Varieties of Skepticism

Skepticism may be protective of individual liberty, when this is threatened by dogmatists whose view of the world is unclouded by doubt. Many of the major thinkers in the Western tradition can be classified as skeptics of this kind, and this institute will feature a group of leading scholars who will examine the skeptical turn.

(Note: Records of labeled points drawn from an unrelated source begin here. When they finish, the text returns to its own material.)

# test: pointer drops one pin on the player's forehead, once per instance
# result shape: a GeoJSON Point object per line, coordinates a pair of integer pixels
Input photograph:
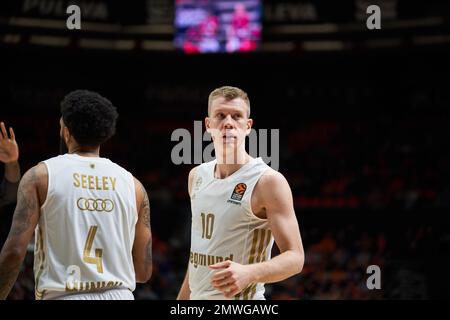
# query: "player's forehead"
{"type": "Point", "coordinates": [221, 104]}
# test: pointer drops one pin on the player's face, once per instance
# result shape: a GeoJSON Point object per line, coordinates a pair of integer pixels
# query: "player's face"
{"type": "Point", "coordinates": [228, 122]}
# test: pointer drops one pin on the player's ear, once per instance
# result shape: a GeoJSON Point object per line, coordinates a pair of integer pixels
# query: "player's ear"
{"type": "Point", "coordinates": [249, 126]}
{"type": "Point", "coordinates": [66, 134]}
{"type": "Point", "coordinates": [208, 124]}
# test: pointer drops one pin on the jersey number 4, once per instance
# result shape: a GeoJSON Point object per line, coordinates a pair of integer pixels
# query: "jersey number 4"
{"type": "Point", "coordinates": [97, 260]}
{"type": "Point", "coordinates": [207, 225]}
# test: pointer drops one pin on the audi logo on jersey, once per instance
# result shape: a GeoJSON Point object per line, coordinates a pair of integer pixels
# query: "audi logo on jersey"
{"type": "Point", "coordinates": [99, 205]}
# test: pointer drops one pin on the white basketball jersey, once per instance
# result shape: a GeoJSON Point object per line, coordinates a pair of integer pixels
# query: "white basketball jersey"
{"type": "Point", "coordinates": [85, 234]}
{"type": "Point", "coordinates": [224, 227]}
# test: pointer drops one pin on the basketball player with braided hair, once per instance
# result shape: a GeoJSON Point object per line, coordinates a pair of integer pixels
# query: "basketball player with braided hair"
{"type": "Point", "coordinates": [91, 217]}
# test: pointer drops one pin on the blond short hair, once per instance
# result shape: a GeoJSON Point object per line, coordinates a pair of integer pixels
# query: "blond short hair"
{"type": "Point", "coordinates": [229, 93]}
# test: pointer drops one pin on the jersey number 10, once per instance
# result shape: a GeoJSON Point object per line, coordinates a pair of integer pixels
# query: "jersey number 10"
{"type": "Point", "coordinates": [207, 225]}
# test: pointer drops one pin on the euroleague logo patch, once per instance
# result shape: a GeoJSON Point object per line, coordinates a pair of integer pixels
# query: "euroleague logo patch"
{"type": "Point", "coordinates": [239, 191]}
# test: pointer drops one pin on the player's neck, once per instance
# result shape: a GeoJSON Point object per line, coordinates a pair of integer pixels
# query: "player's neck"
{"type": "Point", "coordinates": [226, 166]}
{"type": "Point", "coordinates": [85, 151]}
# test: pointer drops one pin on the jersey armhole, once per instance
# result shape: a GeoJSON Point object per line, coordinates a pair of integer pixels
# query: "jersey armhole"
{"type": "Point", "coordinates": [251, 213]}
{"type": "Point", "coordinates": [48, 185]}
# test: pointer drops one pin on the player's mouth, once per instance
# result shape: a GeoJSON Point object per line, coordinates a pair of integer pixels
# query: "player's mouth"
{"type": "Point", "coordinates": [229, 137]}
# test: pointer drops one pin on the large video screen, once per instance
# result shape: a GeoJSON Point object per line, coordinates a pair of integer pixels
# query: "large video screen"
{"type": "Point", "coordinates": [211, 26]}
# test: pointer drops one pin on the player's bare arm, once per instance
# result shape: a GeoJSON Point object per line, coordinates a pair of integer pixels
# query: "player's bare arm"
{"type": "Point", "coordinates": [185, 292]}
{"type": "Point", "coordinates": [31, 194]}
{"type": "Point", "coordinates": [272, 199]}
{"type": "Point", "coordinates": [142, 247]}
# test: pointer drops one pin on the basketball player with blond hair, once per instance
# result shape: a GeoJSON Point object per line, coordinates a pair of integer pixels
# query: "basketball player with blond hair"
{"type": "Point", "coordinates": [240, 207]}
{"type": "Point", "coordinates": [91, 217]}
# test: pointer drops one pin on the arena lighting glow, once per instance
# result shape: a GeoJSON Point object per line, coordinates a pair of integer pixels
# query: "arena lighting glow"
{"type": "Point", "coordinates": [212, 26]}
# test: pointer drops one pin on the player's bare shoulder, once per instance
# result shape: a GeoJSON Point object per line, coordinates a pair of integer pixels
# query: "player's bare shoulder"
{"type": "Point", "coordinates": [272, 188]}
{"type": "Point", "coordinates": [269, 181]}
{"type": "Point", "coordinates": [37, 177]}
{"type": "Point", "coordinates": [191, 178]}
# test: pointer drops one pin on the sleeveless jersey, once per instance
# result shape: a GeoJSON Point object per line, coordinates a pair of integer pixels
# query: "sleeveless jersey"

  • Montaigne: What Do I Know?, Alan Charles Kors, University of Pennsylvania, History
  • Pascal: Reasons of the Heart, Alan Charles Kors
  • French Moralists on Self-Delusion, Jon Elster, Columbia University, Philosophy
  • Burke on Political Geometry, Roger Scruton, Institute of Psychological Sciences
  • John Stuart Mill on Liberty, Christopher E. Hitchens, Writer
  • A Public Choice Perspective, Robert D. Cooter, Boalt Hall School of Law, UC Berkeley
  • Isaiah Berlin and Michael Oakeshott, Kenneth Minogue, London School of Economics

Alan Charles Kors is a professor of history at the University of Pennsylvania. He has published extensively on European thought in the seventeenth and eighteenth centuries, and is the author of Atheism in France and the editor-in-chief of the Encyclopedia of the Enlightenment. John Elster is the author of numerous books, including The Cement of Society, Political Psychology and, most recently, Closing the Books: Transitional Justice in Historical Perspective. Roger Scruton is a preeminent British philosopher, and the author of many books. Christopher Hitchens has written widely on a number of subjects in many periodicals, including The Nation, London Review of Books and The Washington Post. Robert Cooter is one of the most respected law-and-economics scholars and the author of The Strategic Constitution. Kenneth Minogue has written extensively on political theory. His works include The Liberal Mind, The Concepts of a University and Politics: A Very Short Introduction.